New Article: “The Process of Marriage Equality.”

August 12th, 2015

The two-year race from United States v. Windsor1 to Obergefell v. Hodges produced3 an inconceivable sea change in substantive constitutional law. But just as important as the right to marry was the process through which that right was vindicated. Marriage equality was established via parallel litigation in 37 states covering eight federal circuits. And that litigation triggered a complex two-year interaction of the doctrine governing injunctions, precedent, stays, concurrent state- federal litigation, and abstention.

Many books and articles have and will be written about the marriage- equality movement’s rapid success. Howard Wasserman (FIU) and I took a different tact. In our new article, The Process of Marriage Equality, we discuss how four aspects of federal procedure and jurisdiction doctrine both enabled and frustrated marriage equality’s advance to the Supreme Court.

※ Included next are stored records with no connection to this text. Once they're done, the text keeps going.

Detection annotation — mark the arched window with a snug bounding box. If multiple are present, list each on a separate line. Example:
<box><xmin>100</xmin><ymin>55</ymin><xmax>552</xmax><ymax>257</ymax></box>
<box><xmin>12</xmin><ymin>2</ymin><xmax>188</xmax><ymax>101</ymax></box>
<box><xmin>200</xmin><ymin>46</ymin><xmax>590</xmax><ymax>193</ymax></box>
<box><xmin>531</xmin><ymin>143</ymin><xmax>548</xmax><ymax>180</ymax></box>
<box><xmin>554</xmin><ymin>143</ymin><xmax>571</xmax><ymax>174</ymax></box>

The article is now on SSRN. Here is the abstract:

This article offers the first comprehensive history of the marriage-equality litigation process leading from Windsor to Obergefell. It explores how four aspects of federal procedure and jurisdiction doctrine both enabled and frustrated marriage equality’s advance to the Supreme Court. First, we examine common misconceptions about how judgments, injunctions, and judicial precedent control real-world conduct and how litigation brings about legal reform. These misconceptions reached their nadir in Alabama in spring 2015. Guided by Chief Justice Roy Moore, Alabama officials properly declined to follow persuasive precedent, prompting unfortunate and inaccurate comparisons to George Wallace and Massive Resistance to Brown and desegregation. Second, we examine the pivotal, but underappreciated, role of stays pending appeal in constitutional litigation. In particular, we consider how denials of stays triggered concurrent races to the courts of appeals and to the altars. The Court’s transmission of signals through unexplained stays and denials of certiorari exacerbated the confusion in the lower courts and the states, highlighting a penumbra of what one scholar calls the Court’s “shadow docket.” Finally, we examine unsuccessful efforts by state attorneys to move marriage cases out of federal court by initiating state-court litigation and urging federal abstention. This article makes a first contribution to the scholarly discussion of marriage equality by focusing on the critical, but underdeveloped, procedural nuances of high-stakes civil rights litigation. By considering the process of marriage equality, we better understand this societal evolution and future constitutional revolutions.

Scholars will spend many years and pages exploring the rapid establishment of the constitutional right to marriage equality. This paper contributes to that conversation by focusing, for the first time, on the critical, but underdeveloped, procedural nuances of high-stakes constitutional and civil rights litigation. We offer both a detailed historical record of the litigation that produced the constitutional watershed that is marriage equality, as well as a better understanding of how procedure, jurisdiction, and the judicial process affect future high-stakes constitutional and civil rights litigation. The results in the marriage litigation were decidedly mixed. Courts and litigants for the most part got many of these issues right. But they often got procedure very wrong, in a way that confused, extended, and raised the cost of this litigation and that contributed to widespread public misunderstanding of these issues.